Well, these relationships are what we are collecting in Event Data. Each red arrow you see here represents a relationship between two things, and we call each of these individual relationships an Event. So Event Data is a record of the relationships, or the links, to and between research.
These are all the places we’re were gathering data from, at this point: Twitter, Wikipedia, Blogs, Reddit and the Web. We are also able to capture the links between datasets and content items as they are added into the metadata deposited with DataCite and Crossref.
Luckily, once a publisher registers content with us, we have a way of keeping track of it. Using an item’s Crossref DOI, we are able to find out when it has been saved, shared, liked, referenced or commented in all these places, and we will continue to look for new places where things like articles and datasets are being referenced. So this will grow over time.
How do we get the data? It’s a pipeline. Data comes from sources likes the ones I mentioned, we process it and curate Events based on a schema and then provide those Events and all the information about how we processed the data to anyone via API. The end-user Event Data service is an API, not a user interface, so Event Data is best suitable for machine-use, or for humans who really enjoy JSON.
We believe in the principles of Open Data, so everything we provide in our service will tagged with a license that is conformant with the principles laid out in the Open Definition. Currently we have data that is either CC0 or that we can made available without restriction but in the future, we will also accept data from any source that can provide it under a conformant licence. And of course, we do also have terms of use.
This year we will also be launching the ‘Community at Crossref’. This is an open, online space for members where they can start a discussion (or get a question answered) by the Crossref team or by another Crossref member. It will provide scope for members to discuss in their own local languages with others working in similar settings, share tips and advice, hear about upcoming news from Crossref and more widely in the industry and could provide scope for participation in beta-testing or other ways to contribute more to developments at Crossref and give us your feedback.
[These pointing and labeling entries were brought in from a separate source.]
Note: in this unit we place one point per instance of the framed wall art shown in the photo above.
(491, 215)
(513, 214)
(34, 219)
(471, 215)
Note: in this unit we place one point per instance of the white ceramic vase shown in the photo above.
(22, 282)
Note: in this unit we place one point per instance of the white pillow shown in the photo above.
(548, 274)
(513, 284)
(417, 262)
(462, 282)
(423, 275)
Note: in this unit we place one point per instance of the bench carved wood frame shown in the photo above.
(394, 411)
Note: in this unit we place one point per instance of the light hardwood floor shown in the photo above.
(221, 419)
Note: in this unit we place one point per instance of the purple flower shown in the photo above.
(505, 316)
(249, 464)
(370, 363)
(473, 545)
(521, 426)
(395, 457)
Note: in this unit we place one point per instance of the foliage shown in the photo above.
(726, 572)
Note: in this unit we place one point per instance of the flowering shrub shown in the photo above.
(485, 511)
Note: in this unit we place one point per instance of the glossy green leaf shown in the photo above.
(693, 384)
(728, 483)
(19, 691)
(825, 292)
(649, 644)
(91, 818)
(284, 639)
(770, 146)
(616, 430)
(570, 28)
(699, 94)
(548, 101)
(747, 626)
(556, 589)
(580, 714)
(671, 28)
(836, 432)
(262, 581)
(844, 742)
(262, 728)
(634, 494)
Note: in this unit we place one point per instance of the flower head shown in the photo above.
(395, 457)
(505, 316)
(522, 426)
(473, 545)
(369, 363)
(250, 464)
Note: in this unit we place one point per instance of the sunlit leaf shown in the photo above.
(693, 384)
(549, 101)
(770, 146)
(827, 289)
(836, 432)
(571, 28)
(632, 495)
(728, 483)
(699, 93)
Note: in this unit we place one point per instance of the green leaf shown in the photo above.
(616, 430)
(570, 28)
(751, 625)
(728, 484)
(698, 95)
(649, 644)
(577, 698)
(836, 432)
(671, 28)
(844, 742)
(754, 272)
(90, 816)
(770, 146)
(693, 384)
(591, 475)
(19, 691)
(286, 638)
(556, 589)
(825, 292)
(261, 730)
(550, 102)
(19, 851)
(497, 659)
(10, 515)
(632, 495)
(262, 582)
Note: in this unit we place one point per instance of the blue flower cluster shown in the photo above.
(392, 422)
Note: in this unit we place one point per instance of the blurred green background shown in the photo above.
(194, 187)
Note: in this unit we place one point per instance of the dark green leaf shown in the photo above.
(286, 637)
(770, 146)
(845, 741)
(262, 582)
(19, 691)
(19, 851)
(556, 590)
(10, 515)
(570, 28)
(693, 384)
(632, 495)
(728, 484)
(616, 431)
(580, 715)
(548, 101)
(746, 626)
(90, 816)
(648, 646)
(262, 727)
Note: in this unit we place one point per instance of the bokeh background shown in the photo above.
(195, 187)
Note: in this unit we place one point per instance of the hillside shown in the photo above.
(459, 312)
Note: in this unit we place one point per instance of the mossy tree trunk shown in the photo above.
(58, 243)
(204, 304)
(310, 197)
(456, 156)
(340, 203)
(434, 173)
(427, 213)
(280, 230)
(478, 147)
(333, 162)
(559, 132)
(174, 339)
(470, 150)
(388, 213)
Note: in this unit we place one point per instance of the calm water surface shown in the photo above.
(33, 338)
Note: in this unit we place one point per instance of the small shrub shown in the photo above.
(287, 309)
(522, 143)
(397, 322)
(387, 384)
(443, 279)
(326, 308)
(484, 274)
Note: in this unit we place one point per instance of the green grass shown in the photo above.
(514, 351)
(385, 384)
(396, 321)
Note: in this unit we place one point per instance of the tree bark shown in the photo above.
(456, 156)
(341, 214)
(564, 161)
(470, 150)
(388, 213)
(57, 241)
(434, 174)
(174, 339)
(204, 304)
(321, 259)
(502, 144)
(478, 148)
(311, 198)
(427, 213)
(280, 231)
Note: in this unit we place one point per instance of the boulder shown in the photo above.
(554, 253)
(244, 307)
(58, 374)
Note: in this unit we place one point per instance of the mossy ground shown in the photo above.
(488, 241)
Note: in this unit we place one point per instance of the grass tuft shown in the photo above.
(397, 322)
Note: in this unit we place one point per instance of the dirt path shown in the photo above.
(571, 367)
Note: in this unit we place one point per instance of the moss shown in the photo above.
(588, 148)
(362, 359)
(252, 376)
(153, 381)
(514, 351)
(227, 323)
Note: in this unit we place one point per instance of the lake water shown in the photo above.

For great information on how to deposit, maintain and retrieve metadata from us, information on our services, with technical explanations and examples, you can visit our support centre at support.crossref.org. You can also submit requests for any specific queries if you cannot find the answer to your query in our documentation.
We are also in the process of re-vamping our Member Center to include more support features such as help with billing and membership queries. This will be a place where you can access all the tools and services you use via a single log-in, consolidating the support service and making making interactions with the Crossref team and getting answers to your queries less onerous and confusing.